What she had was a very normal reaction.
Your words minimized her vulnerabity and trust for you to rub her back and she trusted you.
Possibly in normal relationships that would have been no big deal. We don't know..we aren't normal.
You didn't do it to hurt her it take advantage of her. Tell her that and give her time to sort it out.
Don't go on and on with an apology..she heard you the first time.
At some point after she has time to sort thigs out..you May gently ask her to share what triggers her. You may feel you have to walk on eggshells but all you have to do is remember what she shares and be mindful of her fears and be supportive.
You don't have to make it all better. She is doing that for herself it sounds like.
Three months is a very short time to know a lot about each other. Give it time. Forgive your self for thinking with your penis and learn what upsets her.
What you did was normal..so don't beat yourself up. You are getting to know her on another level.
If you really want this relationship express to her how important it is she communicates with you. You shouldn't have to be wondering what will trigger or upset her..she had responsibility to tell you.
It will be a very different relationship than you've ever had. Be mindful of that.
She doesn't need you to save her. She needs you to support her saving herself.
You sound like a good guy and really hope yall can work thru this. Just give her a little time

Apologize for your thoughtless comment and let her know you are willing to learn.
This is going to be good for you too. You will learn that she is strong yet fragile sometimes.
It will be work..not gonna lie..but sounds like she's worth it to you.
Wishing you both happiness.
 
Give her space. And I'd suggest writing her a long, honest letter explaining your mistake and how much she means to you. (I say letter because I really think she needs the space, and a letter might be easier for her to digest right now than if you said it in person)
 
What you did was "normal", your comment about consent forms came from frustration, but has a deeper significance..... consent is exactly where you need to be coming from..... not forms as such, but making sure you have explicit verbal assent to each thing you do.

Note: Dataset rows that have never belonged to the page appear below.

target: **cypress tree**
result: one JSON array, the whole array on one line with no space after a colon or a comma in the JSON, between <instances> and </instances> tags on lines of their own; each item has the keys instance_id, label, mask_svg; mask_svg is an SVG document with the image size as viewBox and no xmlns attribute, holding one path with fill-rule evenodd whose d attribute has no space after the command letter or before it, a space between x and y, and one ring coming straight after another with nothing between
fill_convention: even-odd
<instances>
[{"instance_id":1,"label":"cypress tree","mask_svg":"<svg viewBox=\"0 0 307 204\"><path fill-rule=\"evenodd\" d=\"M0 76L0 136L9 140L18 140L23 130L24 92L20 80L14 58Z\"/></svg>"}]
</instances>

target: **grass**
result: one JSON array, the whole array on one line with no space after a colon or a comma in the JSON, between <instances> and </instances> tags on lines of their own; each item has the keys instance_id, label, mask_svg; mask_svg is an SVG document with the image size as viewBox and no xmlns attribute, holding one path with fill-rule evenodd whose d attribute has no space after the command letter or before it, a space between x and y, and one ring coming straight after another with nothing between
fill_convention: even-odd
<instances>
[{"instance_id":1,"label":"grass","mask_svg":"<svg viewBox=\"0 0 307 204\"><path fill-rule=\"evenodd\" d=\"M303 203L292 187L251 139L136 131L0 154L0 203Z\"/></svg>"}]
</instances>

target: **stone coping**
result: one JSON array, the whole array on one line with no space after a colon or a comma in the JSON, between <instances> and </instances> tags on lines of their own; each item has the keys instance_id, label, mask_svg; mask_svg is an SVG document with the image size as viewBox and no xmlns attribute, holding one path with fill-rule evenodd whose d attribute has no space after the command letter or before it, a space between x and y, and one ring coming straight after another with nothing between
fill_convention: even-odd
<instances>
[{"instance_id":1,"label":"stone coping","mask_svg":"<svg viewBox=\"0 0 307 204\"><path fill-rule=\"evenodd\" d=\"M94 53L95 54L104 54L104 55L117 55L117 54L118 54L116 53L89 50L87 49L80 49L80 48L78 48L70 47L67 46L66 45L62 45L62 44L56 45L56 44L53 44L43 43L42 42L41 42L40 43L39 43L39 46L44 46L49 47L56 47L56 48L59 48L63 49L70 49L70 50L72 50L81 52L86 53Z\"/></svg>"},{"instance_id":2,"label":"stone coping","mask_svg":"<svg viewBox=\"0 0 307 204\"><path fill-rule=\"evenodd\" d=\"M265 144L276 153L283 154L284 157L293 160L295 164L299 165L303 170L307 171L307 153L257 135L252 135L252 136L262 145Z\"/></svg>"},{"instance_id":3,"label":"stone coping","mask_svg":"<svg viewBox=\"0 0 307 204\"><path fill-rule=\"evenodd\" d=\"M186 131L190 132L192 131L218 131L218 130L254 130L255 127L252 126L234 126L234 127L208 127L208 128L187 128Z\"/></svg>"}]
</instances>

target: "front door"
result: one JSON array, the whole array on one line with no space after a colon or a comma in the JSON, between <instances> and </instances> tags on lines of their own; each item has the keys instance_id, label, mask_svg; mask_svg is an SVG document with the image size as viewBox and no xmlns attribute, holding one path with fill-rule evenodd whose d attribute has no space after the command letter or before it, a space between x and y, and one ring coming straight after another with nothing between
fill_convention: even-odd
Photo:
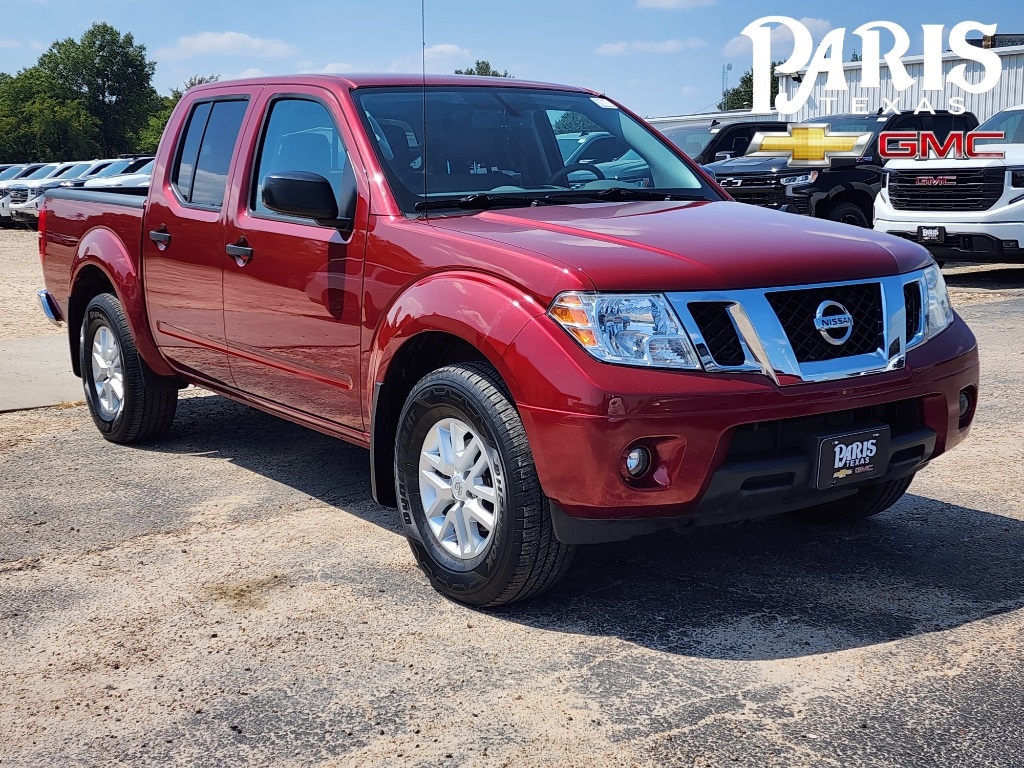
<instances>
[{"instance_id":1,"label":"front door","mask_svg":"<svg viewBox=\"0 0 1024 768\"><path fill-rule=\"evenodd\" d=\"M257 92L231 90L193 105L170 167L154 177L142 232L154 338L179 369L228 386L221 208L239 134Z\"/></svg>"},{"instance_id":2,"label":"front door","mask_svg":"<svg viewBox=\"0 0 1024 768\"><path fill-rule=\"evenodd\" d=\"M331 108L334 105L334 109ZM236 386L250 394L362 430L359 293L367 206L343 236L263 205L270 173L306 171L329 179L340 199L352 174L334 96L296 87L261 104L262 126L237 186L222 253L224 324ZM362 196L360 196L362 197ZM361 217L361 218L360 218Z\"/></svg>"}]
</instances>

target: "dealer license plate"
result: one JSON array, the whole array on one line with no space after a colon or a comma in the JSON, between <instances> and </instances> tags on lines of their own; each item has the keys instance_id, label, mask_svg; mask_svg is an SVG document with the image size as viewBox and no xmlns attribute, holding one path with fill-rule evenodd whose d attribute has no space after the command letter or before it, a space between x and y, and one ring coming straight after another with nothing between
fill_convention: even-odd
<instances>
[{"instance_id":1,"label":"dealer license plate","mask_svg":"<svg viewBox=\"0 0 1024 768\"><path fill-rule=\"evenodd\" d=\"M819 490L881 477L889 468L889 427L815 435L815 484Z\"/></svg>"}]
</instances>

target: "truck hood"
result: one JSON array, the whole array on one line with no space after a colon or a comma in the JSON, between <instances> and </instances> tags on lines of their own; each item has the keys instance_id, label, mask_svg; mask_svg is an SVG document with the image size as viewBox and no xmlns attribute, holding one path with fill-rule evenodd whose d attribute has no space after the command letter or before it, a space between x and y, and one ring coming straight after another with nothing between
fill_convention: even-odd
<instances>
[{"instance_id":1,"label":"truck hood","mask_svg":"<svg viewBox=\"0 0 1024 768\"><path fill-rule=\"evenodd\" d=\"M931 262L924 248L900 238L731 202L514 208L431 224L542 254L608 291L863 280Z\"/></svg>"},{"instance_id":2,"label":"truck hood","mask_svg":"<svg viewBox=\"0 0 1024 768\"><path fill-rule=\"evenodd\" d=\"M927 171L932 168L997 168L1024 166L1024 144L985 144L984 152L1001 152L1002 160L976 158L971 160L890 160L886 168L894 171Z\"/></svg>"}]
</instances>

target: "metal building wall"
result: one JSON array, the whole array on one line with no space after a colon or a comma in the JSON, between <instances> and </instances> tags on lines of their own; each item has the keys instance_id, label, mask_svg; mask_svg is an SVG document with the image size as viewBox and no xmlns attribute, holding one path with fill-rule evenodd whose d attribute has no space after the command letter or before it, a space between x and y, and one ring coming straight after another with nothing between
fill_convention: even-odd
<instances>
[{"instance_id":1,"label":"metal building wall","mask_svg":"<svg viewBox=\"0 0 1024 768\"><path fill-rule=\"evenodd\" d=\"M1014 46L1009 48L992 48L1002 59L1002 75L998 85L988 93L968 93L962 88L947 86L942 92L923 91L921 88L921 78L924 76L924 60L922 56L905 56L902 60L906 67L907 74L914 79L913 85L902 93L896 91L892 84L889 67L883 62L879 68L881 88L864 89L860 87L860 65L857 62L847 62L844 66L846 71L846 81L849 90L826 91L824 89L825 76L819 75L814 83L811 96L800 112L785 119L792 123L798 123L811 118L823 118L827 115L837 115L853 112L853 99L864 97L867 99L868 112L874 112L879 108L886 106L882 100L885 96L891 100L899 97L896 102L901 112L912 112L922 98L928 98L932 106L936 110L945 110L949 106L949 98L952 96L963 96L964 103L968 112L973 112L978 116L978 120L984 121L1004 110L1007 106L1016 106L1024 103L1024 46ZM943 77L948 75L950 70L957 65L967 63L968 80L978 80L981 78L981 66L976 61L954 56L946 53L942 60ZM803 74L803 73L801 73ZM794 82L792 75L779 76L779 92L785 93L790 97L797 94L800 83ZM834 98L830 109L826 109L827 103L821 101L822 98ZM771 119L771 118L769 118Z\"/></svg>"}]
</instances>

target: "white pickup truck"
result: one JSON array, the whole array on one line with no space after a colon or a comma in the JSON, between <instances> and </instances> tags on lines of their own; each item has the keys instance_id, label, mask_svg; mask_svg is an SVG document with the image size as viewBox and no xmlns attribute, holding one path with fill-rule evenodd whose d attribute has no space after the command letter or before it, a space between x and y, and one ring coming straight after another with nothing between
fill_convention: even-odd
<instances>
[{"instance_id":1,"label":"white pickup truck","mask_svg":"<svg viewBox=\"0 0 1024 768\"><path fill-rule=\"evenodd\" d=\"M1005 134L984 144L1004 153L1001 160L890 161L874 199L874 228L920 243L940 264L1024 263L1024 104L977 130Z\"/></svg>"}]
</instances>

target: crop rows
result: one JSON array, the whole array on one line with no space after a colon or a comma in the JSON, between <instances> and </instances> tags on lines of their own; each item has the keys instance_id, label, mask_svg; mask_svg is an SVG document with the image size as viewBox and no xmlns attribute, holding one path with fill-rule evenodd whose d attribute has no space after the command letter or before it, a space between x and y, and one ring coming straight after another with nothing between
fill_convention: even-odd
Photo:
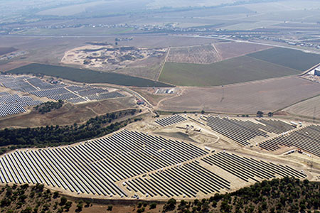
<instances>
[{"instance_id":1,"label":"crop rows","mask_svg":"<svg viewBox=\"0 0 320 213\"><path fill-rule=\"evenodd\" d=\"M212 45L171 48L167 62L193 64L212 64L221 57Z\"/></svg>"}]
</instances>

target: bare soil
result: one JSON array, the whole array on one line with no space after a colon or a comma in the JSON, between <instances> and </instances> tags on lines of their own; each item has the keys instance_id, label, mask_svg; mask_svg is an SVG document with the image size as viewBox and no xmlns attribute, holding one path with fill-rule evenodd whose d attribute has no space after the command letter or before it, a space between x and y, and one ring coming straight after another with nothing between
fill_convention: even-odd
<instances>
[{"instance_id":1,"label":"bare soil","mask_svg":"<svg viewBox=\"0 0 320 213\"><path fill-rule=\"evenodd\" d=\"M184 87L181 94L160 102L158 109L252 114L274 111L319 94L320 84L287 77L210 88Z\"/></svg>"},{"instance_id":2,"label":"bare soil","mask_svg":"<svg viewBox=\"0 0 320 213\"><path fill-rule=\"evenodd\" d=\"M70 125L84 122L98 115L132 108L134 106L135 102L132 97L87 104L66 104L63 107L46 114L33 111L27 114L3 118L0 119L0 129Z\"/></svg>"}]
</instances>

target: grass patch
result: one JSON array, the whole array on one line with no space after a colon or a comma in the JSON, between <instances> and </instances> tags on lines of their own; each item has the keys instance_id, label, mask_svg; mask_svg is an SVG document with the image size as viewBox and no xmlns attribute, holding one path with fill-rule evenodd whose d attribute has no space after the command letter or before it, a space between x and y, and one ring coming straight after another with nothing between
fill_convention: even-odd
<instances>
[{"instance_id":1,"label":"grass patch","mask_svg":"<svg viewBox=\"0 0 320 213\"><path fill-rule=\"evenodd\" d=\"M305 71L320 62L320 55L274 48L247 55L287 67Z\"/></svg>"},{"instance_id":2,"label":"grass patch","mask_svg":"<svg viewBox=\"0 0 320 213\"><path fill-rule=\"evenodd\" d=\"M181 86L218 86L299 73L294 69L241 56L210 65L166 62L159 80Z\"/></svg>"},{"instance_id":3,"label":"grass patch","mask_svg":"<svg viewBox=\"0 0 320 213\"><path fill-rule=\"evenodd\" d=\"M171 85L141 77L114 72L101 72L90 70L30 64L6 72L12 74L41 74L85 83L108 83L135 87L171 87Z\"/></svg>"}]
</instances>

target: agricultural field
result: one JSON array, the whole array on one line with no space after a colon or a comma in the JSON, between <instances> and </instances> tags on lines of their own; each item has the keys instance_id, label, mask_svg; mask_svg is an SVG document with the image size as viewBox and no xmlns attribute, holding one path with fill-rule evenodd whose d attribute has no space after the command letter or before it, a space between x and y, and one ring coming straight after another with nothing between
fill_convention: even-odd
<instances>
[{"instance_id":1,"label":"agricultural field","mask_svg":"<svg viewBox=\"0 0 320 213\"><path fill-rule=\"evenodd\" d=\"M299 73L297 70L241 56L210 65L166 62L159 80L180 86L210 87Z\"/></svg>"},{"instance_id":2,"label":"agricultural field","mask_svg":"<svg viewBox=\"0 0 320 213\"><path fill-rule=\"evenodd\" d=\"M90 70L41 64L31 64L6 72L12 74L40 74L85 83L107 83L135 87L170 87L169 84L162 82L118 73L100 72Z\"/></svg>"},{"instance_id":3,"label":"agricultural field","mask_svg":"<svg viewBox=\"0 0 320 213\"><path fill-rule=\"evenodd\" d=\"M320 118L320 95L299 102L284 109L284 111L296 115Z\"/></svg>"},{"instance_id":4,"label":"agricultural field","mask_svg":"<svg viewBox=\"0 0 320 213\"><path fill-rule=\"evenodd\" d=\"M170 48L166 62L207 65L222 60L213 44Z\"/></svg>"},{"instance_id":5,"label":"agricultural field","mask_svg":"<svg viewBox=\"0 0 320 213\"><path fill-rule=\"evenodd\" d=\"M186 88L178 96L162 100L159 110L215 111L255 114L274 111L319 94L320 84L286 77L211 88Z\"/></svg>"},{"instance_id":6,"label":"agricultural field","mask_svg":"<svg viewBox=\"0 0 320 213\"><path fill-rule=\"evenodd\" d=\"M320 63L320 55L282 48L254 53L247 56L301 71L306 71Z\"/></svg>"},{"instance_id":7,"label":"agricultural field","mask_svg":"<svg viewBox=\"0 0 320 213\"><path fill-rule=\"evenodd\" d=\"M268 45L247 42L221 42L214 45L223 60L272 48Z\"/></svg>"},{"instance_id":8,"label":"agricultural field","mask_svg":"<svg viewBox=\"0 0 320 213\"><path fill-rule=\"evenodd\" d=\"M320 62L320 55L297 50L268 49L263 45L241 43L220 43L217 46L220 46L218 50L226 48L225 50L219 50L225 53L225 58L255 53L208 65L167 62L159 80L179 86L218 86L299 75ZM236 48L243 50L233 51Z\"/></svg>"},{"instance_id":9,"label":"agricultural field","mask_svg":"<svg viewBox=\"0 0 320 213\"><path fill-rule=\"evenodd\" d=\"M1 47L0 47L0 55L10 53L14 52L16 50L18 50L18 49L16 49L14 48L1 48Z\"/></svg>"}]
</instances>

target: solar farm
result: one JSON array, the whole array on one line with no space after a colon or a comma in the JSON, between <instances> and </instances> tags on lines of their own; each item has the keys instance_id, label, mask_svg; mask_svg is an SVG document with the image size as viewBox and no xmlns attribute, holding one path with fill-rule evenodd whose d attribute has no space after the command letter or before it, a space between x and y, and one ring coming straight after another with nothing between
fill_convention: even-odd
<instances>
[{"instance_id":1,"label":"solar farm","mask_svg":"<svg viewBox=\"0 0 320 213\"><path fill-rule=\"evenodd\" d=\"M0 167L4 184L43 183L109 199L191 199L230 192L239 182L306 177L288 165L129 130L73 146L16 150L0 158Z\"/></svg>"},{"instance_id":2,"label":"solar farm","mask_svg":"<svg viewBox=\"0 0 320 213\"><path fill-rule=\"evenodd\" d=\"M0 86L10 89L13 92L23 94L23 96L19 96L7 92L1 92L0 116L23 113L26 111L26 106L36 106L43 102L33 99L29 95L53 101L63 100L72 104L125 97L117 91L110 92L106 89L91 86L51 84L38 77L29 76L0 75Z\"/></svg>"}]
</instances>

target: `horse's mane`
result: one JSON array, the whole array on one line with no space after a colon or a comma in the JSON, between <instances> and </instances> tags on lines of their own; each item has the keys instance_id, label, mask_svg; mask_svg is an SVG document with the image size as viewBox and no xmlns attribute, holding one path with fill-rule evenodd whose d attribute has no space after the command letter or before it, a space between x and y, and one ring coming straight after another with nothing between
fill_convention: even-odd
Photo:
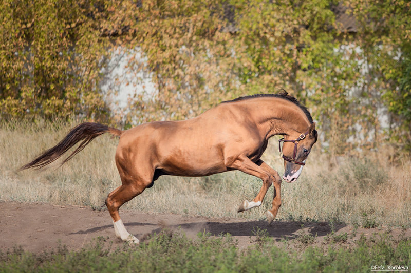
<instances>
[{"instance_id":1,"label":"horse's mane","mask_svg":"<svg viewBox=\"0 0 411 273\"><path fill-rule=\"evenodd\" d=\"M294 104L300 107L300 108L303 110L303 112L304 112L306 116L307 116L307 118L308 119L308 120L311 123L314 122L312 119L312 117L311 117L311 114L310 114L309 111L308 111L308 109L307 109L307 107L302 105L300 103L300 102L293 97L288 94L287 91L282 89L277 94L256 94L255 95L251 95L250 96L245 96L244 97L240 97L239 98L237 98L234 99L232 99L231 100L227 100L226 101L221 102L222 103L226 103L229 102L234 102L235 101L238 101L240 100L245 100L246 99L255 98L265 98L265 97L274 97L274 98L279 98L284 99L287 99L289 100L291 102L293 102Z\"/></svg>"}]
</instances>

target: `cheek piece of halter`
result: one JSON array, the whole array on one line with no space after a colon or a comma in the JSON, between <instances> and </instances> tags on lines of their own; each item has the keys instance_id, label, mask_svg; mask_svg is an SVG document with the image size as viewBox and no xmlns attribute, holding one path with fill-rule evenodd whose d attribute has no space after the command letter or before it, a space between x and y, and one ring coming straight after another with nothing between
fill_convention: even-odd
<instances>
[{"instance_id":1,"label":"cheek piece of halter","mask_svg":"<svg viewBox=\"0 0 411 273\"><path fill-rule=\"evenodd\" d=\"M300 140L302 140L305 137L307 136L307 135L310 133L309 131L307 131L306 132L305 134L301 134L300 136L297 138L296 139L294 140L285 140L284 138L283 137L281 139L278 140L278 149L279 149L279 155L284 159L285 160L286 160L288 162L290 162L294 164L297 164L298 165L302 165L304 166L305 165L305 163L303 162L297 161L296 160L296 156L297 156L297 145L298 144L298 141ZM287 157L285 156L283 153L281 152L281 142L292 142L294 143L294 153L292 155L292 158L290 158L289 157Z\"/></svg>"}]
</instances>

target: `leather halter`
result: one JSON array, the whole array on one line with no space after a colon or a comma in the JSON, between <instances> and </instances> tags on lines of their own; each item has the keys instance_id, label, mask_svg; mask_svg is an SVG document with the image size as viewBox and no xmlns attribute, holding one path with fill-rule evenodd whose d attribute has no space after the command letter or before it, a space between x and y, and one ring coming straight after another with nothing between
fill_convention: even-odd
<instances>
[{"instance_id":1,"label":"leather halter","mask_svg":"<svg viewBox=\"0 0 411 273\"><path fill-rule=\"evenodd\" d=\"M281 139L278 140L278 149L279 149L279 155L282 156L283 158L285 160L286 160L288 162L293 163L294 164L297 164L298 165L302 165L304 166L305 165L305 162L297 161L296 160L296 156L297 156L297 145L298 144L298 142L300 140L302 140L305 137L307 136L308 134L309 134L309 131L307 131L305 134L301 134L300 136L297 138L296 139L294 140L285 140L284 138L283 137ZM287 157L283 154L281 152L281 142L292 142L294 143L294 153L292 155L292 158L290 158L289 157Z\"/></svg>"}]
</instances>

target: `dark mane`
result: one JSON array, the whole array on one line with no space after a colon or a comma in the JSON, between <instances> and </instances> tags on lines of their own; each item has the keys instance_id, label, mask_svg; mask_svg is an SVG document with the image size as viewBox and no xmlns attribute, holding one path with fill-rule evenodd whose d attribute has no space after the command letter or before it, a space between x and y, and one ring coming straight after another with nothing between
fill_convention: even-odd
<instances>
[{"instance_id":1,"label":"dark mane","mask_svg":"<svg viewBox=\"0 0 411 273\"><path fill-rule=\"evenodd\" d=\"M314 122L312 119L312 117L311 117L311 114L310 114L309 111L307 109L307 107L301 104L300 102L297 100L297 99L293 97L292 96L290 96L288 95L288 93L284 90L281 90L278 94L257 94L255 95L251 95L250 96L245 96L244 97L240 97L239 98L237 98L234 99L232 99L231 100L227 100L226 101L221 102L221 103L227 103L229 102L234 102L235 101L238 101L240 100L245 100L246 99L249 99L252 98L264 98L264 97L274 97L274 98L282 98L284 99L287 99L289 100L291 102L293 102L294 104L300 107L300 108L303 110L303 112L304 112L306 116L307 116L307 118L308 119L308 120L311 123Z\"/></svg>"}]
</instances>

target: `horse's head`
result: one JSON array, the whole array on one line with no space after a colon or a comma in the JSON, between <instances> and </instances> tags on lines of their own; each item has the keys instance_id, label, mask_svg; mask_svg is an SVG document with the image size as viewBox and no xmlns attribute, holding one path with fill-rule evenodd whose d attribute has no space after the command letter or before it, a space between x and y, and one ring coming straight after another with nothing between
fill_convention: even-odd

This might seem odd..... but it increases both communication and trust.....

Asking permission and saying how you are feeling...... eg
Can I touch you there.....
or
I am feeling that I want to touch you there

Working with requests, questions and statements like these increase trust and if both of you can verbally communicate how you feel then things get easier. The mantra is that there's no increase in intimate touch or act without positive and unequivocal agreement.

This might sound odd.... but... believe me once you get into the habit, you'll find it makes a BIG difference to intimacy with any partner, PTSD or not.
 
Be understanding and be open to learning, that is the best advice I can offer.

My ex became very triggered during sex a couple of times, shaking, frozen, other times not. We spoke, very calmly and at length about what to do when she did become triggered, for her it was stay with her, just don't touch her as her senses were on over drive etc.

You build the boundaries and the support techniques together so they both work for you.